So it was a day of seeing some familiar and some new things. It was very hot by the time we finished, and so it was a blessed releief to get back to the ship and a nice cold drink. We were lazy the rest of the day (as I say, these blogs don’t write themselves) and with all of the photographic goodness from the morning to deal with, an afternoon of organising and writing and drinking beer beckoned, rather than the paddleboarding, snorkelling and beach (more bloody sealions!) offered. And so we had a relaxed afternoon, thinking we would save up energy for whatever the morrow had to offer. However, Mother Nature had one more surprise in store for us.
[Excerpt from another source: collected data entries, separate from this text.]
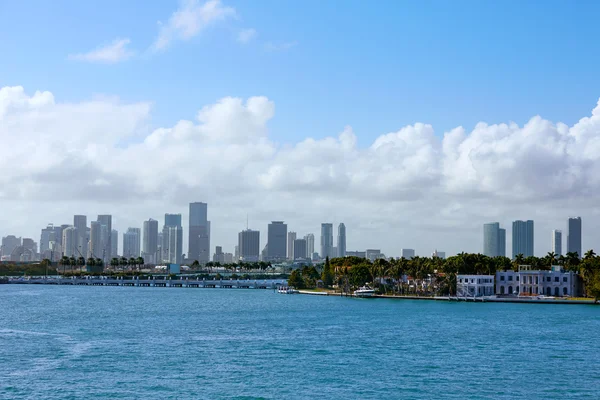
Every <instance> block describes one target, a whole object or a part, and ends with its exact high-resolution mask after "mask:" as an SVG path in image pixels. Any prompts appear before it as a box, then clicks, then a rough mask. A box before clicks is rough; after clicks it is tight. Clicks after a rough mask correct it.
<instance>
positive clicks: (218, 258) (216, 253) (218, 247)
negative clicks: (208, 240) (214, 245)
mask: <svg viewBox="0 0 600 400" xmlns="http://www.w3.org/2000/svg"><path fill="white" fill-rule="evenodd" d="M213 262H218V263H220V264H224V263H225V253H223V247H221V246H216V247H215V254H213Z"/></svg>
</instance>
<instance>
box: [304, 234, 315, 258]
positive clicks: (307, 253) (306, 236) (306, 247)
mask: <svg viewBox="0 0 600 400" xmlns="http://www.w3.org/2000/svg"><path fill="white" fill-rule="evenodd" d="M304 239H305V240H306V258H307V259H309V260H312V257H313V254H314V253H315V235H313V234H312V233H309V234H308V235H306V236H304Z"/></svg>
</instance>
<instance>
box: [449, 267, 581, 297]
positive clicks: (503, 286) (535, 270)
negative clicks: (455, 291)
mask: <svg viewBox="0 0 600 400" xmlns="http://www.w3.org/2000/svg"><path fill="white" fill-rule="evenodd" d="M494 278H495V279H494ZM494 281H495V282H494ZM494 287H495V288H496V290H495V293H496V295H498V296H540V295H545V296H554V297H577V296H581V295H582V291H583V286H582V282H581V277H580V276H579V275H578V274H576V273H575V272H572V271H565V270H563V269H562V267H560V266H557V265H555V266H552V269H551V270H549V271H543V270H537V269H532V268H531V267H530V266H529V265H520V266H519V270H518V271H513V270H508V271H497V272H496V276H495V277H494V276H493V275H458V276H457V277H456V294H457V296H467V297H479V296H489V295H492V294H493V290H494Z"/></svg>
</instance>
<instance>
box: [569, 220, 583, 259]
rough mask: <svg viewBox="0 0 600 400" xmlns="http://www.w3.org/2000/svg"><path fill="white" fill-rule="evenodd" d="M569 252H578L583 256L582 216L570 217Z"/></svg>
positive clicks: (569, 229)
mask: <svg viewBox="0 0 600 400" xmlns="http://www.w3.org/2000/svg"><path fill="white" fill-rule="evenodd" d="M567 253H577V255H579V258H581V256H582V255H583V254H582V248H581V217H574V218H569V231H568V233H567Z"/></svg>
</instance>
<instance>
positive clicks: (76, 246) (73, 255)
mask: <svg viewBox="0 0 600 400" xmlns="http://www.w3.org/2000/svg"><path fill="white" fill-rule="evenodd" d="M62 244H63V246H62V247H63V254H62V255H63V256H66V257H75V258H78V257H79V254H78V250H79V249H78V248H77V247H78V245H79V232H78V231H77V228H75V227H74V226H69V227H68V228H65V229H63V238H62Z"/></svg>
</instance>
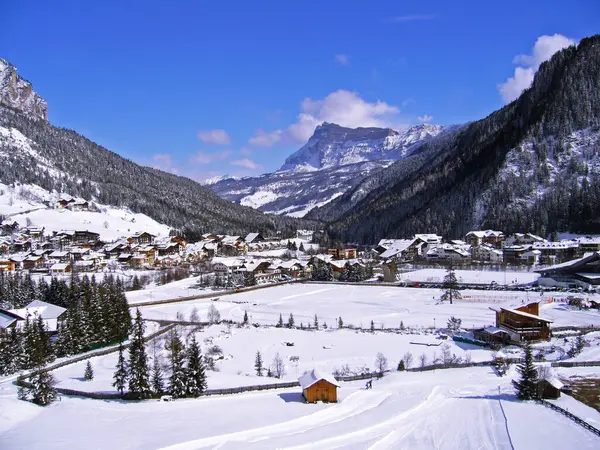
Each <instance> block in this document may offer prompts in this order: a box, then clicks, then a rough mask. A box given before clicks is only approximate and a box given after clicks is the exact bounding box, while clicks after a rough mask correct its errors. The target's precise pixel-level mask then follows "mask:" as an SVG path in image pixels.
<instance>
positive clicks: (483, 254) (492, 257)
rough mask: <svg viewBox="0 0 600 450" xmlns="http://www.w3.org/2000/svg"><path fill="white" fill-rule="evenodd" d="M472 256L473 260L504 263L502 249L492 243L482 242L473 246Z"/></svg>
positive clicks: (498, 263) (500, 263)
mask: <svg viewBox="0 0 600 450" xmlns="http://www.w3.org/2000/svg"><path fill="white" fill-rule="evenodd" d="M471 258H472V259H473V261H482V262H489V263H492V264H502V262H503V260H504V253H503V252H502V250H499V249H497V248H496V247H493V246H491V245H490V244H482V245H478V246H476V247H471Z"/></svg>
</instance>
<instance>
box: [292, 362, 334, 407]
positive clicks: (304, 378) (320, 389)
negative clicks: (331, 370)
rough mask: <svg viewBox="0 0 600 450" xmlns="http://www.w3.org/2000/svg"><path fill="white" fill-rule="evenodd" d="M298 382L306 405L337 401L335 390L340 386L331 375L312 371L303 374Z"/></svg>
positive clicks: (325, 373) (315, 371)
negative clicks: (319, 402)
mask: <svg viewBox="0 0 600 450" xmlns="http://www.w3.org/2000/svg"><path fill="white" fill-rule="evenodd" d="M298 381H299V382H300V387H301V388H302V396H303V397H304V399H305V401H306V402H307V403H316V402H319V401H320V402H337V401H338V397H337V389H338V388H339V387H340V385H339V384H338V382H337V380H336V379H335V377H334V376H333V375H331V374H329V373H325V372H321V371H318V370H316V369H313V370H311V371H309V372H306V373H304V375H302V376H301V377H300V378H299V379H298Z"/></svg>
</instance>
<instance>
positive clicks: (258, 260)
mask: <svg viewBox="0 0 600 450" xmlns="http://www.w3.org/2000/svg"><path fill="white" fill-rule="evenodd" d="M261 264H267V267H269V266H270V265H271V261H267V260H266V259H255V260H252V261H247V262H245V263H244V266H245V267H246V270H248V271H251V272H252V271H254V270H256V268H257V267H259V266H260V265H261Z"/></svg>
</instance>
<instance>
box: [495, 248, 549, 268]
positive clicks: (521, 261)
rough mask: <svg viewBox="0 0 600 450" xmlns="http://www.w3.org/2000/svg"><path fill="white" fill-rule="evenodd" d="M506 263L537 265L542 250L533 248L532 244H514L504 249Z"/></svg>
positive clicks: (504, 253) (539, 258)
mask: <svg viewBox="0 0 600 450" xmlns="http://www.w3.org/2000/svg"><path fill="white" fill-rule="evenodd" d="M502 251H503V258H504V264H526V265H531V266H534V265H537V264H539V262H540V255H541V254H542V252H540V251H539V250H536V249H533V248H532V246H531V245H512V246H507V247H504V248H503V249H502Z"/></svg>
As yet another good dinner on the excellent M/V Origin drew towards a close, there was an excited announcement from the naturalist leader on the boat – sharks!

So we all congregated at the stern, where, in the ship’s lights, we could see shoals of fish swirling about. Two things made this unusual: firstly, the shoal was being hunted by maybe a dozen 2-metre long Galapagos sharks; and secondly, these were flying fish. There followed about half an hour of extraordinary scenes as sharks rushed in to attempt to take fish and the fish, in turn, took to the air to escape. It was an amazing scene, but very difficult to capture. Here’s the best attempt I made to capture the somewhat febrile atmosphere of the whole thing.

This was a remarkable, very unusual scene, and something we felt privileged to have seen. It’s been a lucky excursion – boobies with three eggs and indeed elsewhere with three chicks; leaping dolphins (you’ll have to read the next entry for that); fighting iguanas; juvenile flamingoes; we feel that we’ve got great value and insight out of our time here – and it’s not over, by any means.